Snowden, a man, a movie and a lesson about mobile phone usage

Picture of Faustine Tournay
By Faustine Tournay on October, 24 2016

The Snowden case demonstrates your phone can betray you.

First, we must acknowledge that phones, connected devices, in fact the entire untethered mobile ecosystem are still in infancy. Smartphones appeared in 2008, barely 8 years ago. Market adoption has been exponential since. Today there are more smartphones than people. The mobile revolution has introduced new consumer usage patterns and behaviors, the full impact of which we have yet to fully understand. Our phone is our best friend, our camera, photo album, e-mail device, address book, GPS, and sometimes even our favorite banking tool or wallet.

What’s at stake is that our devices have become digital repositories of our lives, our hopes, our dreams, our secrets and our finances. However, for the most part, we do a poor job protecting ourselves and guarding against threats to our privacy.

The opportunity for hackers and cyber-thieves is huge.

If you think your phone is secure, think again… Have you heard of Edward Snowden?

Do you know by which means and methods the NSA and other intelligence services can keep eyes and ears on citizens?

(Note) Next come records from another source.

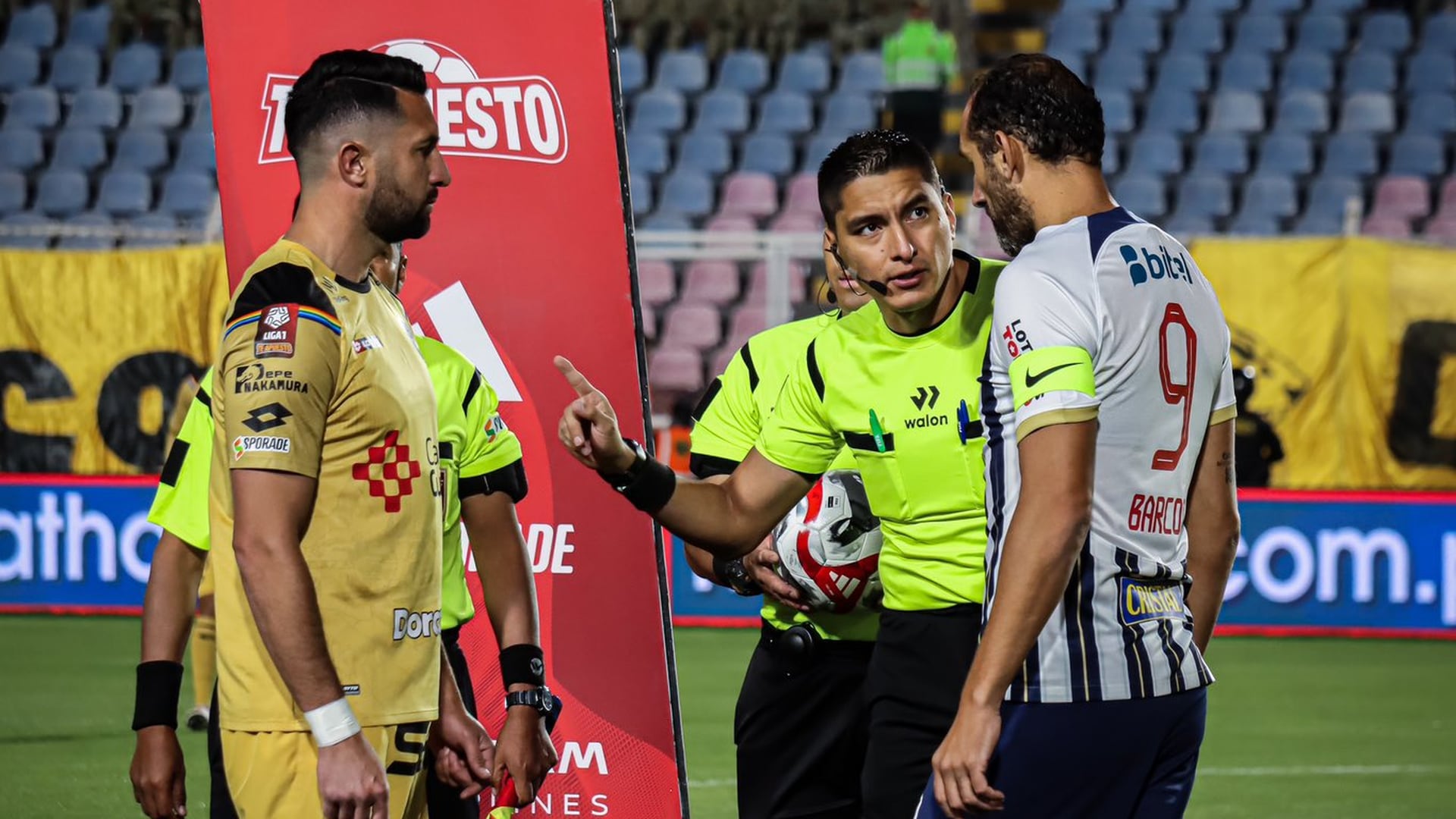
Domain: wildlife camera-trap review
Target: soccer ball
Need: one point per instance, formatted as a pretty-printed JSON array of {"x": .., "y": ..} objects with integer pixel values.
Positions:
[
  {"x": 829, "y": 545},
  {"x": 440, "y": 61}
]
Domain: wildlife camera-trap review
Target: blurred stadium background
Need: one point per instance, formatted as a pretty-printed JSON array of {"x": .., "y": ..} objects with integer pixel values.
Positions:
[{"x": 1301, "y": 148}]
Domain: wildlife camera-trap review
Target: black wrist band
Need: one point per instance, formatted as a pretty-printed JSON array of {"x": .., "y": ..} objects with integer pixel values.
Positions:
[
  {"x": 523, "y": 664},
  {"x": 159, "y": 684}
]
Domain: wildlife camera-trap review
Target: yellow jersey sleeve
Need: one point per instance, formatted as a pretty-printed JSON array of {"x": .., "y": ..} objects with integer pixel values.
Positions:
[
  {"x": 283, "y": 362},
  {"x": 181, "y": 502},
  {"x": 799, "y": 435},
  {"x": 727, "y": 420}
]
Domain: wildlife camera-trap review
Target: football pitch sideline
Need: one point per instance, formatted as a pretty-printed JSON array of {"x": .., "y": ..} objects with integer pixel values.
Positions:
[{"x": 1296, "y": 729}]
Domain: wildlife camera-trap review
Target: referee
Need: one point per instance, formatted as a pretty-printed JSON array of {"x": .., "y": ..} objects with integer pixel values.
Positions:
[
  {"x": 896, "y": 382},
  {"x": 800, "y": 725}
]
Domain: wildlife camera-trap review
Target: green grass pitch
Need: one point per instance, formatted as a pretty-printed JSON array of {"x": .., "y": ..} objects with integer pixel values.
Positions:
[{"x": 1296, "y": 727}]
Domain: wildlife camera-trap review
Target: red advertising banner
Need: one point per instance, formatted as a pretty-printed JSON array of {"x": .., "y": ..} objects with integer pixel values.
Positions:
[{"x": 529, "y": 256}]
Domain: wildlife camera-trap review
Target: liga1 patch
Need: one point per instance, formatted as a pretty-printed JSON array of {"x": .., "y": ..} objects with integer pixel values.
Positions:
[
  {"x": 1139, "y": 601},
  {"x": 278, "y": 445}
]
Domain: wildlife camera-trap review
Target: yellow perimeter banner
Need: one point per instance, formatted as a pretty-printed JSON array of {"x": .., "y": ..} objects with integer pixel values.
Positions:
[
  {"x": 1350, "y": 350},
  {"x": 93, "y": 349}
]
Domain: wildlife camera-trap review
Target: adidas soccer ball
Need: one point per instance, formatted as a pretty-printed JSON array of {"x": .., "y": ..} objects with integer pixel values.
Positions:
[{"x": 829, "y": 545}]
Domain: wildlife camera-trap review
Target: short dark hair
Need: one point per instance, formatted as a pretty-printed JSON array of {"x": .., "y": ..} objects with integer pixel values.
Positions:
[
  {"x": 343, "y": 85},
  {"x": 870, "y": 153},
  {"x": 1043, "y": 104}
]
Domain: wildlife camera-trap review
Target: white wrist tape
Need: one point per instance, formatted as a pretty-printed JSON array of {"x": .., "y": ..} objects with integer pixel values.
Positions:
[{"x": 332, "y": 723}]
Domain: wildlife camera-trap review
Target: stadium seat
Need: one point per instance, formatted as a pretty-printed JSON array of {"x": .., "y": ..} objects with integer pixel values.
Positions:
[
  {"x": 197, "y": 152},
  {"x": 1407, "y": 197},
  {"x": 79, "y": 149},
  {"x": 1247, "y": 72},
  {"x": 723, "y": 110},
  {"x": 1439, "y": 33},
  {"x": 1134, "y": 34},
  {"x": 88, "y": 242},
  {"x": 1235, "y": 111},
  {"x": 134, "y": 67},
  {"x": 685, "y": 72},
  {"x": 1350, "y": 155},
  {"x": 25, "y": 242},
  {"x": 161, "y": 107},
  {"x": 89, "y": 28},
  {"x": 750, "y": 194},
  {"x": 695, "y": 327},
  {"x": 1075, "y": 34},
  {"x": 190, "y": 71},
  {"x": 1430, "y": 72},
  {"x": 1386, "y": 31},
  {"x": 1307, "y": 71},
  {"x": 1417, "y": 155},
  {"x": 1172, "y": 111},
  {"x": 1120, "y": 72},
  {"x": 1369, "y": 72},
  {"x": 188, "y": 196},
  {"x": 1286, "y": 155},
  {"x": 124, "y": 193},
  {"x": 96, "y": 108},
  {"x": 862, "y": 72},
  {"x": 19, "y": 66},
  {"x": 1142, "y": 194},
  {"x": 34, "y": 107},
  {"x": 1258, "y": 34},
  {"x": 1321, "y": 34},
  {"x": 20, "y": 149},
  {"x": 785, "y": 112},
  {"x": 34, "y": 27},
  {"x": 849, "y": 112},
  {"x": 631, "y": 71},
  {"x": 1155, "y": 152},
  {"x": 647, "y": 152},
  {"x": 1222, "y": 153},
  {"x": 74, "y": 67},
  {"x": 61, "y": 193},
  {"x": 705, "y": 152},
  {"x": 657, "y": 283},
  {"x": 1270, "y": 194},
  {"x": 746, "y": 72},
  {"x": 658, "y": 110},
  {"x": 1432, "y": 112},
  {"x": 1302, "y": 112},
  {"x": 1197, "y": 34},
  {"x": 715, "y": 283},
  {"x": 1367, "y": 112},
  {"x": 1204, "y": 196},
  {"x": 1117, "y": 112},
  {"x": 688, "y": 193},
  {"x": 142, "y": 149},
  {"x": 14, "y": 191},
  {"x": 804, "y": 72},
  {"x": 767, "y": 153}
]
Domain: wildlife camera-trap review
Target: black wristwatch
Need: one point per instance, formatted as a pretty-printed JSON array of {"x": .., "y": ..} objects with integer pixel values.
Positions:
[{"x": 538, "y": 698}]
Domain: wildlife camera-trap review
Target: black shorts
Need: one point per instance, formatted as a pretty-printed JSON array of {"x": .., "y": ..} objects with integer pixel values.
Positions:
[
  {"x": 800, "y": 727},
  {"x": 915, "y": 689}
]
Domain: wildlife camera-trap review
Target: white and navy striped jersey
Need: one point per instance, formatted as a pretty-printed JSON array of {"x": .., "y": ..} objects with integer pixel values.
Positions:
[{"x": 1109, "y": 318}]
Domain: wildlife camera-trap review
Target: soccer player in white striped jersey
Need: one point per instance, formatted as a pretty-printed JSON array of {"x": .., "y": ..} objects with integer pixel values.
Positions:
[{"x": 1107, "y": 401}]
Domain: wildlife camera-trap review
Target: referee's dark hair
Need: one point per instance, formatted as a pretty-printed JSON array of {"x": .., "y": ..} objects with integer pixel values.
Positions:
[
  {"x": 344, "y": 85},
  {"x": 1043, "y": 104},
  {"x": 870, "y": 153}
]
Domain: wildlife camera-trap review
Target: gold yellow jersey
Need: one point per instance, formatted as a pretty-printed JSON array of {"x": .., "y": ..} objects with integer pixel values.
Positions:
[{"x": 321, "y": 376}]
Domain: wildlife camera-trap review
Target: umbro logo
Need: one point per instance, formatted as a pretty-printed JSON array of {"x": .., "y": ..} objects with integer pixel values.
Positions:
[{"x": 925, "y": 400}]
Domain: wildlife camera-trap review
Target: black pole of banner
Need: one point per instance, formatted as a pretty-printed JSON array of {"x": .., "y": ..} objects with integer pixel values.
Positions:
[{"x": 650, "y": 441}]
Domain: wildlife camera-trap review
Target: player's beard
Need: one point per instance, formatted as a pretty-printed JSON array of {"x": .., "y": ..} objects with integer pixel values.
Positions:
[
  {"x": 392, "y": 216},
  {"x": 1009, "y": 213}
]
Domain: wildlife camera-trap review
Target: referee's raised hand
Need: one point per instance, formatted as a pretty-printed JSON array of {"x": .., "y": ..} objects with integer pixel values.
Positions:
[{"x": 588, "y": 428}]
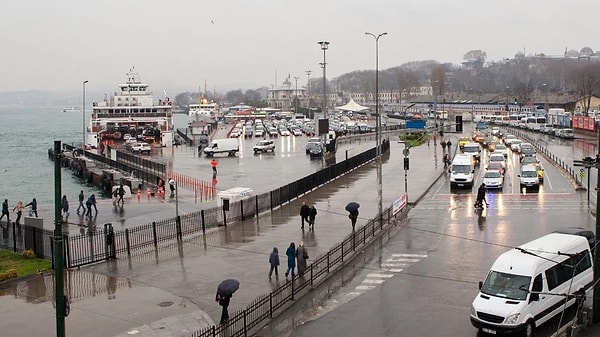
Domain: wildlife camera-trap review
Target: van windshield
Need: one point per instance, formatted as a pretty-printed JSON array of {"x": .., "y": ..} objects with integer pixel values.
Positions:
[
  {"x": 514, "y": 287},
  {"x": 461, "y": 169}
]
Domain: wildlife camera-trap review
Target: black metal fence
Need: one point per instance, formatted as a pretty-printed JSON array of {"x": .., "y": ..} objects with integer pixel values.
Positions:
[
  {"x": 144, "y": 169},
  {"x": 267, "y": 306},
  {"x": 101, "y": 244}
]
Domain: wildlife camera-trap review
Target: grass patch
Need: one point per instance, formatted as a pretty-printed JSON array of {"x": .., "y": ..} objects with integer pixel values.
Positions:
[{"x": 20, "y": 264}]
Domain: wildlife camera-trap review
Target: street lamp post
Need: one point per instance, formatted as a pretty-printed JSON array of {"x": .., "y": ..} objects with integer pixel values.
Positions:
[
  {"x": 546, "y": 106},
  {"x": 308, "y": 88},
  {"x": 83, "y": 122},
  {"x": 324, "y": 46},
  {"x": 378, "y": 123},
  {"x": 296, "y": 97}
]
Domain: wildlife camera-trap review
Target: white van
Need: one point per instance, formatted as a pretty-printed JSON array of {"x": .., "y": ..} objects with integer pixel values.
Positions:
[
  {"x": 518, "y": 293},
  {"x": 227, "y": 145},
  {"x": 528, "y": 177},
  {"x": 462, "y": 171}
]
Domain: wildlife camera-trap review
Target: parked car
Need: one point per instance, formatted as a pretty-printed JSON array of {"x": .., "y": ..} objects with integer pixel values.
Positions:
[
  {"x": 264, "y": 146},
  {"x": 501, "y": 148},
  {"x": 141, "y": 148},
  {"x": 493, "y": 179}
]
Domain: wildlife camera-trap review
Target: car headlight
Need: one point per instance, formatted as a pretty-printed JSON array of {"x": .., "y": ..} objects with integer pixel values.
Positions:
[{"x": 512, "y": 319}]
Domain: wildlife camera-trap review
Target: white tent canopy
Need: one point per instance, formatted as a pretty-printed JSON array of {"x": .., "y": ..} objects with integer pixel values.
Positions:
[{"x": 351, "y": 106}]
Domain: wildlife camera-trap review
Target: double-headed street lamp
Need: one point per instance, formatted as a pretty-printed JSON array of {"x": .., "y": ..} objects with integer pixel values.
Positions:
[
  {"x": 83, "y": 122},
  {"x": 308, "y": 88},
  {"x": 324, "y": 46},
  {"x": 378, "y": 122}
]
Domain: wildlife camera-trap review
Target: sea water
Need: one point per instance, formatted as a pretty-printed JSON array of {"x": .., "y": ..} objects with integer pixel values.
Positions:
[{"x": 26, "y": 134}]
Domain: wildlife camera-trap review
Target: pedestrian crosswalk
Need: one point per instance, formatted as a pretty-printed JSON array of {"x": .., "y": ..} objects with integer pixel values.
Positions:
[{"x": 392, "y": 265}]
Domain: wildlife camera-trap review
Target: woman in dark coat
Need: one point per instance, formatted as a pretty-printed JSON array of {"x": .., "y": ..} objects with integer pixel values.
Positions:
[
  {"x": 301, "y": 255},
  {"x": 274, "y": 262},
  {"x": 291, "y": 254}
]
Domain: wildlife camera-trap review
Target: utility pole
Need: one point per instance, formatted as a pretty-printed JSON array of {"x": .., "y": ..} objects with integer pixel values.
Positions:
[
  {"x": 308, "y": 89},
  {"x": 589, "y": 162},
  {"x": 59, "y": 264},
  {"x": 324, "y": 47}
]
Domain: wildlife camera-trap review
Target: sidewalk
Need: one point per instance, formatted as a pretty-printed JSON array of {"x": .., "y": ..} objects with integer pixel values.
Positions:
[{"x": 171, "y": 293}]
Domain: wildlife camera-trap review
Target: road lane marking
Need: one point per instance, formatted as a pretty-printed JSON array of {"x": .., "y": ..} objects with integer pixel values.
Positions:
[
  {"x": 380, "y": 275},
  {"x": 365, "y": 287},
  {"x": 373, "y": 281},
  {"x": 410, "y": 255}
]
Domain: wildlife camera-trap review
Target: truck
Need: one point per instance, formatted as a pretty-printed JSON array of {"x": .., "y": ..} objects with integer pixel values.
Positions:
[{"x": 227, "y": 145}]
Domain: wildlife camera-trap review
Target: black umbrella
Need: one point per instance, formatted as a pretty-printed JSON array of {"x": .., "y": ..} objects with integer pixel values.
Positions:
[
  {"x": 228, "y": 287},
  {"x": 352, "y": 206}
]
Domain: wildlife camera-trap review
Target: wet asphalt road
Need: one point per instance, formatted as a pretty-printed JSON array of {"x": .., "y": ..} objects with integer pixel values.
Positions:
[{"x": 422, "y": 282}]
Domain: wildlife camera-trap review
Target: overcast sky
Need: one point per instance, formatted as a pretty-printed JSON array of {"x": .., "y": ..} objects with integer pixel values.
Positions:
[{"x": 177, "y": 45}]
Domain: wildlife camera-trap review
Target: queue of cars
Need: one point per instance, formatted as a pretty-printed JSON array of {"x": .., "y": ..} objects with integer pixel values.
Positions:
[{"x": 531, "y": 172}]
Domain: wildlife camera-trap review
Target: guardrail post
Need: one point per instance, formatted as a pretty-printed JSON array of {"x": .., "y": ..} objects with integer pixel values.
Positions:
[
  {"x": 203, "y": 224},
  {"x": 127, "y": 243},
  {"x": 154, "y": 237}
]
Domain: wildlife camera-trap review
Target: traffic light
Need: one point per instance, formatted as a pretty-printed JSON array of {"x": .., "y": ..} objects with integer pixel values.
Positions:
[{"x": 458, "y": 119}]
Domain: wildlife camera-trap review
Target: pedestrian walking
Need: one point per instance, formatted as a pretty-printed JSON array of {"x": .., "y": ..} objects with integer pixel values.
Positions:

Their mobile phones.

Physical access is not required to eavesdrop on just about anything that happens on your phone. Your smartphone (because yes, it is very smart) is constantly connected to either a communications network, GPS or the internet and most of the time all of the above (with default settings); data goes back and forth. The mobile apps on your phone, these icons which you click and swipe with your finger to access features and functionality, have transformed your phone into a multipurpose communications and digital appliance. You play games, check the weather, look for directions, take and share pictures, even make calls. Almost everything you might imagine is a click or swipe away, and if not, “there’s an app for that.” But are all these apps trustworthy or even safe? Who are some of these app publishers? Most often people just click accept or agree without even thinking about it. They will perhaps allow an application to access more on their phone or tablet than they realize. Yes, if you do this, your data, privacy, maybe intimate secrets are potentially at risk.

Authorizing an App is really a courtesy rather than a requirement or technical barrier. Apps are programmed to perform certain activities, both on the front end as well as in the background. As such they can accidentally, worse intentionally, bypass settings and consent to do so. Legally, Apps declare legitimate actions and behaviors they execute, but if spying or stealing, legality is really not a concern.

Back to Snowden! According to his revelations, the NSA and its British equivalent, GCHQ, used  the Angry Bird app to retrieve users’ private information.

Would you have guessed that a game could be used to access your private data, and reveal everything about you on or coming through your device? Do you recall authorizing a government agency to conduct surveillance on you via your phone? Do you think hackers have not already targeted, even developed, mobile apps as new attack or penetration vectors?

Your data is precious and possibly interesting to many people beside yourself. Watching and protecting apps has become an absolute necessity for data security and privacy. Just as you learned how to protect your computer (hopefully), the time has now come to protect your mobile devices. The mobile revolution is exciting and promising, but you must guard against the many threats which can be prevented.

 

Take charge and control the apps on your phone!